Microsoft System Resolve outage cased Increased application Load time and Telemetry pipeline issues
Incident Report for CustomerSuccessBox Status
Resolved
This incident has been resolved.
Posted Aug 30, 2022 - 15:08 UTC
Update
We are continuing to monitor for any further issues.
Posted Aug 30, 2022 - 15:07 UTC
Monitoring
Issue:
Delays in health processing and application load times have increased.
No application data has been lost during this time. System processing should be caught up shortly.
Permanent loss of product telemetry data sent to us from the ~8 hours window from 06:55 to 14:48 UTC
Cause:
Microsoft is facing global System Resolve outage, i.e. Internal name server resolution service outage.

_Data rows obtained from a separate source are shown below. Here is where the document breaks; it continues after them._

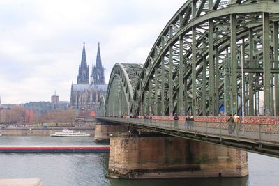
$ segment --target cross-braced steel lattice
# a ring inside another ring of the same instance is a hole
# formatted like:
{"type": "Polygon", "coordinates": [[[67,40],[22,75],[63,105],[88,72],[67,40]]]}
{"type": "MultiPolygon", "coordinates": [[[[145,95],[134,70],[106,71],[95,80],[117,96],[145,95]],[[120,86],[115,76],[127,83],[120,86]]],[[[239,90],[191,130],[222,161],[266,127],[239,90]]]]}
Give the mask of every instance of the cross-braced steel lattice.
{"type": "Polygon", "coordinates": [[[121,102],[112,97],[118,93],[127,100],[121,115],[255,116],[261,107],[278,116],[278,21],[277,0],[188,1],[133,79],[133,93],[111,75],[107,115],[121,102]]]}

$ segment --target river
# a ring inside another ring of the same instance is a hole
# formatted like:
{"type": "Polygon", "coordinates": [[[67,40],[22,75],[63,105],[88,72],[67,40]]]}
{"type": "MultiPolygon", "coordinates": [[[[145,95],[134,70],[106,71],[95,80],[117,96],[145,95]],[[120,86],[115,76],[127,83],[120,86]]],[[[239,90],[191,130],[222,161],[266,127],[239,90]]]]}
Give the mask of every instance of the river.
{"type": "MultiPolygon", "coordinates": [[[[89,145],[92,137],[0,137],[0,145],[89,145]]],[[[248,176],[241,178],[116,180],[105,178],[108,153],[0,153],[0,178],[40,178],[45,186],[277,186],[279,159],[248,153],[248,176]]]]}

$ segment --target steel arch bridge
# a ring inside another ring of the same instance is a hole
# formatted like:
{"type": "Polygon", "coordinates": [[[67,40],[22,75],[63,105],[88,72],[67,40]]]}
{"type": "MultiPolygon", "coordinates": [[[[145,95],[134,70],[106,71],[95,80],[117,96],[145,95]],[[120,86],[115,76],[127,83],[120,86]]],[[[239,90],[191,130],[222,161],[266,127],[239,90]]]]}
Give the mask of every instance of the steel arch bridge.
{"type": "Polygon", "coordinates": [[[143,66],[114,65],[104,114],[255,116],[262,98],[278,116],[278,21],[277,0],[187,1],[143,66]]]}

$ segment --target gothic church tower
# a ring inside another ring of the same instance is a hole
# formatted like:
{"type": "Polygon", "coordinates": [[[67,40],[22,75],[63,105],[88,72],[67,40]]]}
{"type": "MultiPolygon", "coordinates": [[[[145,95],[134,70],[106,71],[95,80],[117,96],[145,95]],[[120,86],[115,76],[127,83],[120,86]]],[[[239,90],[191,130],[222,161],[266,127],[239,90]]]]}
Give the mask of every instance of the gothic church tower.
{"type": "Polygon", "coordinates": [[[85,42],[83,42],[82,62],[79,66],[79,74],[77,75],[78,84],[89,84],[89,68],[86,63],[86,55],[85,54],[85,42]]]}
{"type": "Polygon", "coordinates": [[[97,58],[96,65],[92,65],[92,72],[91,75],[91,84],[105,84],[105,68],[102,65],[100,58],[100,42],[98,44],[97,58]]]}

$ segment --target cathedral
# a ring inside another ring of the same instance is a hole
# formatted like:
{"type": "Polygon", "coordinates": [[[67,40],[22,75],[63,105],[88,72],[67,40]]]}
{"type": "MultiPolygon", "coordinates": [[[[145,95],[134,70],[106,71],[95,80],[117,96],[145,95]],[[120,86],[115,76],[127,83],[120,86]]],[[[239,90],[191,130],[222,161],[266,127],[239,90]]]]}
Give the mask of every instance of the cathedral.
{"type": "Polygon", "coordinates": [[[102,95],[105,96],[107,89],[107,84],[105,84],[104,71],[98,43],[96,65],[92,65],[89,81],[89,67],[87,65],[84,42],[77,84],[72,83],[70,98],[70,106],[78,111],[80,115],[98,115],[100,98],[102,95]]]}

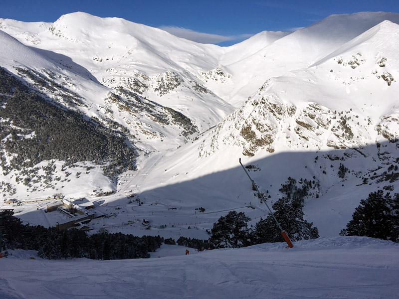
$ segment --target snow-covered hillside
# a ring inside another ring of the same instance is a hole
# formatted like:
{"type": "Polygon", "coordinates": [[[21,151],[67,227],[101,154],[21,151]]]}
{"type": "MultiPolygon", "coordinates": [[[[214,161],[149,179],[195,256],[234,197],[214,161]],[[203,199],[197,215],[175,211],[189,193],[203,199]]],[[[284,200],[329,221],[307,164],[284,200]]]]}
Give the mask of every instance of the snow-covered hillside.
{"type": "Polygon", "coordinates": [[[398,190],[398,23],[334,15],[221,47],[82,12],[0,19],[0,205],[49,226],[68,218],[44,213],[56,195],[85,197],[107,216],[95,231],[206,239],[229,210],[267,215],[242,157],[271,202],[311,181],[306,217],[336,236],[370,192],[398,190]]]}
{"type": "Polygon", "coordinates": [[[18,250],[0,260],[0,297],[393,299],[398,249],[389,241],[339,237],[289,249],[265,244],[187,256],[184,247],[163,245],[147,260],[49,261],[18,250]]]}

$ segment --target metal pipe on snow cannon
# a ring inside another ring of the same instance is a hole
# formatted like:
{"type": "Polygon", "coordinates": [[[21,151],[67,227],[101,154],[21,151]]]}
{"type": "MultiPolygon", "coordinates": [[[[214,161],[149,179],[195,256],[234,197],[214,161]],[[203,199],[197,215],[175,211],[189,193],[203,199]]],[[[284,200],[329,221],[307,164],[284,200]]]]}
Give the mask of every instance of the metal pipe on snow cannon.
{"type": "Polygon", "coordinates": [[[242,165],[242,163],[241,162],[241,158],[239,158],[239,162],[240,164],[241,164],[241,166],[242,166],[242,169],[244,169],[244,171],[245,172],[245,173],[246,173],[246,175],[248,176],[248,177],[249,177],[249,179],[251,180],[251,182],[252,183],[252,186],[253,186],[255,187],[255,189],[256,190],[256,192],[258,193],[258,195],[259,196],[259,197],[263,199],[263,202],[265,203],[266,206],[267,207],[267,209],[269,210],[269,212],[270,212],[270,214],[273,216],[273,218],[274,219],[274,221],[276,221],[276,223],[277,223],[278,228],[280,229],[280,231],[281,232],[280,233],[281,234],[281,235],[283,236],[284,240],[287,243],[287,244],[288,245],[288,246],[286,246],[286,248],[292,248],[292,247],[294,247],[294,245],[292,245],[292,243],[291,243],[291,240],[290,240],[289,237],[288,237],[288,236],[287,235],[285,231],[283,230],[283,229],[281,228],[281,226],[280,225],[280,223],[278,223],[278,221],[277,221],[277,220],[276,219],[276,217],[274,217],[274,214],[273,213],[273,212],[272,212],[271,210],[270,209],[270,208],[269,207],[269,206],[267,205],[267,203],[266,202],[266,198],[265,198],[263,194],[259,192],[259,189],[258,189],[258,187],[256,186],[256,184],[255,183],[255,181],[254,181],[252,178],[251,178],[251,177],[249,176],[249,174],[248,173],[248,171],[246,171],[245,167],[244,167],[244,165],[242,165]]]}

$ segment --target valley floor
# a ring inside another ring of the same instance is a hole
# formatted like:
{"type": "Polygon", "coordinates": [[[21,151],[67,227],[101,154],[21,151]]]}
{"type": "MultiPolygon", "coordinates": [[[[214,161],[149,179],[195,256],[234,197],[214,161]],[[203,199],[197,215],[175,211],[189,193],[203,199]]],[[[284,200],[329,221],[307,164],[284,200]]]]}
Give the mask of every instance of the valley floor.
{"type": "Polygon", "coordinates": [[[0,298],[393,299],[399,294],[399,244],[389,241],[336,237],[296,242],[290,249],[269,243],[176,255],[185,252],[163,245],[150,259],[49,261],[15,251],[0,260],[0,298]]]}

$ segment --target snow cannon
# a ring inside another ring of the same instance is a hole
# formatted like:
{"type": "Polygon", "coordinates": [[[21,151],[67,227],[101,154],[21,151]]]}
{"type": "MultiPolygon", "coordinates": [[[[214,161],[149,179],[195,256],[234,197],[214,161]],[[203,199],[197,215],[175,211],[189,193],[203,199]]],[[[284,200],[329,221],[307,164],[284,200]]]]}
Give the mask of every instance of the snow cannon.
{"type": "Polygon", "coordinates": [[[256,184],[255,182],[255,181],[253,180],[252,178],[251,178],[250,176],[249,176],[249,174],[248,173],[248,171],[246,171],[245,167],[244,167],[244,165],[242,165],[242,163],[241,162],[241,158],[239,158],[239,162],[240,164],[241,164],[241,166],[242,166],[242,169],[244,169],[244,171],[245,172],[245,173],[246,173],[246,175],[248,176],[248,177],[249,177],[249,179],[251,180],[251,182],[252,183],[252,186],[253,186],[255,187],[255,189],[256,190],[256,192],[258,193],[258,195],[259,195],[259,198],[263,199],[263,202],[265,203],[266,206],[267,207],[267,209],[269,210],[269,212],[270,212],[270,214],[273,216],[273,218],[274,219],[274,221],[276,221],[276,223],[277,223],[277,226],[278,226],[278,228],[280,229],[280,231],[281,232],[280,233],[281,234],[281,235],[283,236],[283,238],[284,238],[284,240],[286,242],[287,245],[288,245],[288,246],[286,246],[285,248],[292,248],[292,247],[294,247],[294,245],[292,245],[292,243],[291,243],[289,237],[288,237],[288,236],[287,235],[287,234],[285,232],[285,231],[283,230],[283,229],[281,228],[281,226],[280,225],[280,223],[278,223],[278,221],[277,221],[277,220],[276,219],[276,217],[274,217],[274,214],[273,213],[273,212],[271,211],[271,210],[270,210],[270,208],[269,208],[269,206],[267,205],[267,203],[266,202],[266,198],[265,198],[264,196],[263,196],[263,194],[259,192],[259,189],[258,189],[258,187],[256,185],[256,184]]]}

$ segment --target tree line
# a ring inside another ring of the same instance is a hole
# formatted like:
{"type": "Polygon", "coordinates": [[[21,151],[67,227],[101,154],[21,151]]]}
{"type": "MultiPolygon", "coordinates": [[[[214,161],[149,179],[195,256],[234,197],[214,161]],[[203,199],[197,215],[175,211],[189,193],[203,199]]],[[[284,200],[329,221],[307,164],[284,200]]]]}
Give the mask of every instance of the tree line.
{"type": "Polygon", "coordinates": [[[37,250],[43,259],[87,258],[94,260],[148,258],[164,242],[159,236],[136,237],[102,230],[88,235],[76,228],[59,230],[23,225],[13,216],[3,219],[4,249],[37,250]]]}

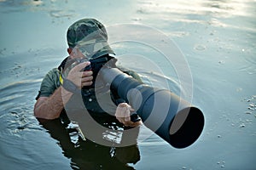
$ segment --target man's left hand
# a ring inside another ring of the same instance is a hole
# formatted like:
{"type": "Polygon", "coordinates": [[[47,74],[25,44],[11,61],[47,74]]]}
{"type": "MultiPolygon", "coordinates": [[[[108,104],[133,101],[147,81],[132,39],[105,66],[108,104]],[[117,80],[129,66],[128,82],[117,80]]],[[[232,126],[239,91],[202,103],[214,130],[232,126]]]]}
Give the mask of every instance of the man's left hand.
{"type": "Polygon", "coordinates": [[[117,120],[123,123],[125,127],[137,127],[143,124],[142,121],[133,122],[131,121],[130,113],[134,111],[131,105],[127,103],[120,103],[115,111],[117,120]]]}

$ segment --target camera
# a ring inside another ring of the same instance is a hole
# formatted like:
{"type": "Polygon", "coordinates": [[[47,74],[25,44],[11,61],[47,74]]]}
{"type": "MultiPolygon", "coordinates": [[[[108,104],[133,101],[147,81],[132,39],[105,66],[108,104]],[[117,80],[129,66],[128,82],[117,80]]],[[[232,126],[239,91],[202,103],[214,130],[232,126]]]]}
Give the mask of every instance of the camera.
{"type": "Polygon", "coordinates": [[[90,88],[95,88],[96,78],[98,76],[98,73],[99,73],[100,70],[102,69],[102,67],[104,65],[106,65],[107,63],[108,63],[108,66],[116,67],[115,66],[116,60],[113,60],[113,59],[114,59],[114,58],[107,54],[107,55],[103,55],[103,56],[98,57],[96,59],[91,59],[91,60],[89,60],[90,62],[90,65],[87,65],[84,69],[84,71],[92,71],[92,72],[93,72],[93,75],[92,75],[93,76],[93,80],[92,80],[93,83],[90,86],[84,87],[83,89],[90,89],[90,88]],[[110,62],[108,62],[108,61],[110,61],[110,62]]]}

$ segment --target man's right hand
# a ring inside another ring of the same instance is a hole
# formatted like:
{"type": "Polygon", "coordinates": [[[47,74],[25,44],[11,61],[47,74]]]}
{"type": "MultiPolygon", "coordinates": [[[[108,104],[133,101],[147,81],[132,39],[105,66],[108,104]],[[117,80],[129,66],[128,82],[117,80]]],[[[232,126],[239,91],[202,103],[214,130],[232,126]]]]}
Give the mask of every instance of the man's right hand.
{"type": "Polygon", "coordinates": [[[84,71],[84,69],[90,65],[90,61],[87,61],[84,63],[80,63],[78,65],[74,66],[69,71],[67,79],[73,82],[77,87],[80,88],[82,88],[84,86],[90,86],[93,80],[92,71],[84,71]]]}

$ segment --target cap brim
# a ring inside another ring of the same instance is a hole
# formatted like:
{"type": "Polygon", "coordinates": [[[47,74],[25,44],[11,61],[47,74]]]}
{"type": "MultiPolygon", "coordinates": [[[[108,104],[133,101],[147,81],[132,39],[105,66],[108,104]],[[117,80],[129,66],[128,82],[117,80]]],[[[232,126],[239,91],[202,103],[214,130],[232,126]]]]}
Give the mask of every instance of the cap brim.
{"type": "Polygon", "coordinates": [[[115,54],[107,42],[97,42],[95,43],[81,42],[77,48],[89,59],[96,59],[108,54],[115,54]]]}

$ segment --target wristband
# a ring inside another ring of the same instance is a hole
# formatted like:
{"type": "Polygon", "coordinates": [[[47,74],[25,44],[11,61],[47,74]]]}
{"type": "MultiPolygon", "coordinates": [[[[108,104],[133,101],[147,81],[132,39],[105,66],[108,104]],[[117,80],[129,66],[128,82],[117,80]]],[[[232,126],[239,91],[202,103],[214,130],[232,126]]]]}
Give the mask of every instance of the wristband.
{"type": "Polygon", "coordinates": [[[68,92],[72,92],[73,94],[81,93],[81,90],[79,88],[79,87],[67,78],[63,78],[62,87],[68,92]]]}

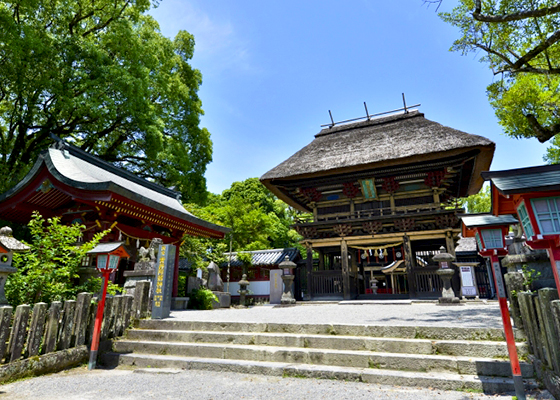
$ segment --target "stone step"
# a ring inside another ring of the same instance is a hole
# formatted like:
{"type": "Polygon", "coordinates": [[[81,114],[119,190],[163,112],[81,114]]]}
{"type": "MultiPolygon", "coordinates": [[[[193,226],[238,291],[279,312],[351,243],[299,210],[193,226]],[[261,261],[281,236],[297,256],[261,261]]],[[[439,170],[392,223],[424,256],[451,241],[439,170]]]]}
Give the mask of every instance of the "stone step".
{"type": "MultiPolygon", "coordinates": [[[[303,347],[314,349],[367,350],[383,353],[439,354],[465,357],[508,357],[505,342],[377,338],[295,333],[253,333],[216,331],[163,331],[134,329],[127,339],[136,341],[229,343],[240,345],[303,347]]],[[[517,344],[520,357],[528,354],[526,343],[517,344]]]]}
{"type": "MultiPolygon", "coordinates": [[[[355,324],[279,324],[259,322],[211,322],[178,320],[141,320],[139,329],[165,331],[218,331],[295,333],[331,336],[369,336],[377,338],[504,341],[503,329],[434,326],[388,326],[355,324]]],[[[526,340],[514,330],[518,341],[526,340]]]]}
{"type": "MultiPolygon", "coordinates": [[[[373,351],[352,351],[257,346],[214,343],[182,343],[161,341],[118,340],[113,349],[118,353],[175,355],[214,359],[246,360],[330,365],[353,368],[390,369],[485,376],[511,376],[509,362],[483,357],[427,354],[394,354],[373,351]]],[[[534,375],[531,364],[521,363],[524,377],[534,375]]]]}
{"type": "MultiPolygon", "coordinates": [[[[513,380],[511,378],[496,378],[470,374],[457,375],[439,371],[407,372],[375,368],[147,354],[112,353],[107,354],[105,359],[117,362],[120,365],[135,366],[138,368],[231,371],[282,377],[339,379],[382,385],[429,387],[440,390],[481,391],[490,394],[514,391],[513,380]]],[[[536,387],[536,382],[532,379],[524,380],[524,383],[526,388],[536,387]]]]}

This is caused due to bug in Ubuntu latest release:
https://bugs.launchpad.net/ubuntu/+source/systemd/+bug/1988119
https://status.azure.com/status
Resolution:
Load balancer was able to distribute the load to the primary server and there was no downtime experience because of this issue, apart for performance downgrade. Temp resolution has been applied to bring the application performance times to normal. We will revert to full performance once Microsoft service is fully operational.
Posted Aug 30, 2022 - 06:55 UTC
This incident affected: CustomerSuccessBox Application and Feature Ingestion (Telemetry) - API/JS/Streaming Data.